The 29-year-old self-starter now owns his own agricultural and agro-processing manufacturing company, Basil Business Opportunities (BBO), and has a staff of seven – one permanent and six temporary employees.
While he’s no longer selling sugar highs, Phupha has, in some ways, always stayed on the farm: “From when I started working at age 19, agri-business is the only thing I have ever done. It’s become a passion – maybe even an obsession – to see something I started from nothing working for me and for others,” he says.

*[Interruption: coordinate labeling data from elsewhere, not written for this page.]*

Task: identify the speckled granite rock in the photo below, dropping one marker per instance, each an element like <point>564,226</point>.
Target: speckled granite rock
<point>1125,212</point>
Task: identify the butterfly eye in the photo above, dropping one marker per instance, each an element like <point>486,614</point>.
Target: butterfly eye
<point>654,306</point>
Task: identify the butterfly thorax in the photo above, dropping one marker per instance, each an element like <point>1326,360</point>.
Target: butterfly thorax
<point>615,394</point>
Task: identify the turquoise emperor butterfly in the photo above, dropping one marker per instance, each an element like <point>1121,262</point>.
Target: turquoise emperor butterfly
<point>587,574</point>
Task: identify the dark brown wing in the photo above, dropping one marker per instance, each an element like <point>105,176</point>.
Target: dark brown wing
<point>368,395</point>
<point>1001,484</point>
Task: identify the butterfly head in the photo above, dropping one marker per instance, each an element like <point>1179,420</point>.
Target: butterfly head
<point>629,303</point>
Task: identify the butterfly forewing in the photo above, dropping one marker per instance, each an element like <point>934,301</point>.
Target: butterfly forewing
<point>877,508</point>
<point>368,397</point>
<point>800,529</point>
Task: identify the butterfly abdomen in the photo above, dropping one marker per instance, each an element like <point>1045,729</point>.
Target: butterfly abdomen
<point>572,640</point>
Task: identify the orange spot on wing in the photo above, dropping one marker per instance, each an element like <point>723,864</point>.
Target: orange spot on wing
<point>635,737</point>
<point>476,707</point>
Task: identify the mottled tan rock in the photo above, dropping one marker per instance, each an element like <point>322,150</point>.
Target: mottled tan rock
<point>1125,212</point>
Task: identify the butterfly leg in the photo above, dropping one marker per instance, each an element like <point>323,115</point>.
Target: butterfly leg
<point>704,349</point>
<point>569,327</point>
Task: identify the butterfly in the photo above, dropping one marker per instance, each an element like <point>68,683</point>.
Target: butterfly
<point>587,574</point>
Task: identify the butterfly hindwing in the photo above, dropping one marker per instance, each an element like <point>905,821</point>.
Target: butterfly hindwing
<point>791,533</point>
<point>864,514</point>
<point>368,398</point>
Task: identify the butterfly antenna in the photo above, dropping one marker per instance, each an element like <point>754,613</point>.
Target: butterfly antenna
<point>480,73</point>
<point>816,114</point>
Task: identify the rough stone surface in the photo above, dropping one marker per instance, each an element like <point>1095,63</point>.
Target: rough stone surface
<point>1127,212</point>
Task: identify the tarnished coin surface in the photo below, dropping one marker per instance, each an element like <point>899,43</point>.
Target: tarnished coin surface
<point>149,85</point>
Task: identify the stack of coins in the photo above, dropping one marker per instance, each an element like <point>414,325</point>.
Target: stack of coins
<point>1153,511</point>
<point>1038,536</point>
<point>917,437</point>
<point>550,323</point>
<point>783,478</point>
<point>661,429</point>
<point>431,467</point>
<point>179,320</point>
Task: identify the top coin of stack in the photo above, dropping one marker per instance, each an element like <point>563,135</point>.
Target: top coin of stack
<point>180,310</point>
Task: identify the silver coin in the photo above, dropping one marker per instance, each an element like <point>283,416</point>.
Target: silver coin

After growing up with his grandparents, Phupha left the family farm to work for an agro-processing equipment manufacturer in Germiston. He started at the bottom, learning every part of the manufacturing process – from cutting, bending, welding and assembly to installation and training – before working his way up to junior management.
He resigned in 2017 to start his own small poultry farm back home in Dewetsdorp. “I was producing 1 500 dozen eggs per month with 600 commercial layers and 1 250 kilograms of broiler chicken meat per six-week cycle.”
He was happy and may have been content to spend his years farming in the Free State, but the entrepreneurial spirit that had been sparked during his teen years drove him to find a new opportunity. That came in the form of an agricultural and mining business incubator course. He focused on the manufacturing side of agri-business and before long BBO was born.
“My work experience gave me the idea because not only had I learned every single process of manufacturing, but clients had always encouraged me to start my own business because they were not happy with the service they got from my former employer. I started my own business as there was clearly a demand, and I already had a relationship with the clients.”
Using only the best food-grade stainless steel and manufacturing equipment to customers’ specifications ensures Phupha’s products are sought-after quality, but he believes his early lesson in the importance of good customer service has been the real foundation for his business’ success. “We give our clients what they want at a price that meets their expectations and budgets. Our turnaround time is also efficient and deadline disciplined.”
It’s a strategy that’s paid off, with BBO boasting a client list that spans South Africa, Botswana, Namibia, Lesotho and Eswatini. But this success did not come without much-needed guidance. In addition to product development mentorship from Seda, Phupha also benefited from being selected for the SAB Foundation’s Tholoana Programme run by business incubator Fetola.
“Fetola helped me address one of the biggest issues I struggled with since starting my business: access to market. Sure, I had relationships with people in the business through my previous job, but that was not enough to sustain or to grow my business. My business mentor taught me how to market my business and since then I have begun to penetrate the market.”
He’s paying it forward now by assisting other SMMEs in the agricultural and agro-processing sector. “As someone who has struggled with start-up funding, I really understand that start-ups don’t always have the money to buy the equipment they need for their agro-businesses. It’s a chicken-and-egg situation, excuse the pun!” he says.
“Once I was more established, I decided to help where I could. BBO already supplies start-up SMMEs with equipment on an instalment payment basis and we’re currently in talks with funding institutions, such as the National Youth Development Agency, to develop an equipment funding model that benefits both parties.”
The Covid-19 pandemic hit BBO hard, as equipment manufacturing was not considered an essential service under Level 1 regulations, necessitating Phupha to shutdown operations and leave projects in limbo. “My company still needed to be compliant during this time, however, so I had to make sure that I paid my compensation fund even though there was no cash flow. It was a huge problem as we had months with no income.”
BBO is operational again under Level 3 regulations and Phupha says he’s relieved to have been able to complete outstanding projects and start marketing his business once again.
Ironically, his early start-up cash flow woes were his saving grace through hard lockdown: “I learned early on not to use money unnecessarily, because I will always need it later in the business. That tough lesson has paid off.”